The present study aimed to investigate the therapeutic effect of monoammonium glycyrrhizinate (MAG) on lipopolysaccharide- (LPS-) induced acute lung injury (ALI) in mice and possible mechanism. Acute lung injury was induced in BALB/c mice by intratracheal instillation of LPS, and MAG was injected intraperitoneally 1 h prior to LPS administration. After ALI, the histopathology of lungs, lung wet/dry weight ratio, protein concentration, and inflammatory cells in the bronchoalveolar lavage fluid (BALF) were determined. The levels of tumor necrosis factor-α(TNF-α) and interleukin-1β(IL-1β) in the BALF were measured by ELISA. The activation of NF-κB p65 and IκB-αof lung homogenate was detected by Western blot. Pretreatment with MAG attenuated lung histopathological damage induced by LPS and decreased lung wet/dry weight ratio and the concentrations of protein in BALF. At the same time, MAG reduced the number of inflammatory cells in lung and inhibited the production of TNF-αand IL-1βin BALF. Furthermore, we demonstrated that MAG suppressed activation of NF-κB signaling pathway induced by LPS in lung. The results suggested that the therapeutic mechanism of MAG on ALI may be attributed to the inhibition of NF-κB signaling pathway. Monoammonium glycyrrhizinate may be a potential therapeutic reagent for ALI.
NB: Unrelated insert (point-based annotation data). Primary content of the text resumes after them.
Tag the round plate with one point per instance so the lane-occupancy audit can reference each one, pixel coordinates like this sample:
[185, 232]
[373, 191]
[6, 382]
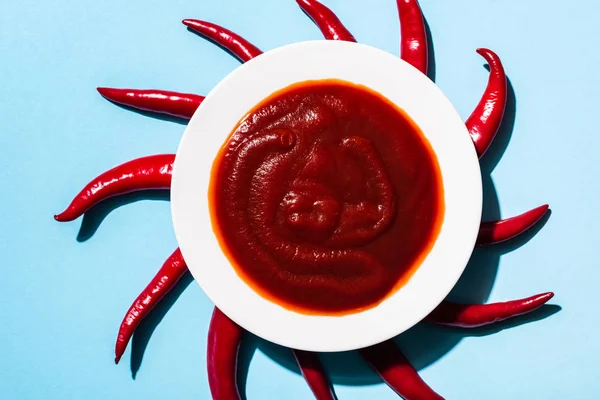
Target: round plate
[402, 84]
机译:本研究旨在探讨甘草酸单铵盐(MAG)对脂多糖(LPS-)诱导的小鼠急性肺损伤(ALI)的治疗作用及其可能的机制。经气管内滴注LPS在BALB / c小鼠中诱发急性肺损伤,并在LPS给药前1h腹膜内注射MAG。 ALI后,确定肺的组织病理学,肺干/湿重比,蛋白质浓度和支气管肺泡灌洗液(BALF)中的炎症细胞。 ELISA法检测BALF中肿瘤坏死因子-α(TNF-α)和白介素-1β(IL-1β)的水平。 Western blot检测肺匀浆中NF-κBp65和IκB-α的活化。 MAG预处理可减轻LPS引起的肺组织病理学损伤,并降低肺湿重/干重比和BALF中蛋白质的浓度。同时,MAG减少了肺中炎性细胞的数量,并抑制了BALF中TNF-α和IL-1β的产生。此外,我们证明了MAG抑制了LPS诱导的肺中NF-κB信号通路的激活。结果提示MAG对ALI的治疗机制可能归因于NF-κB信号通路的抑制。甘草酸单铵盐可能是ALI的潜在治疗剂。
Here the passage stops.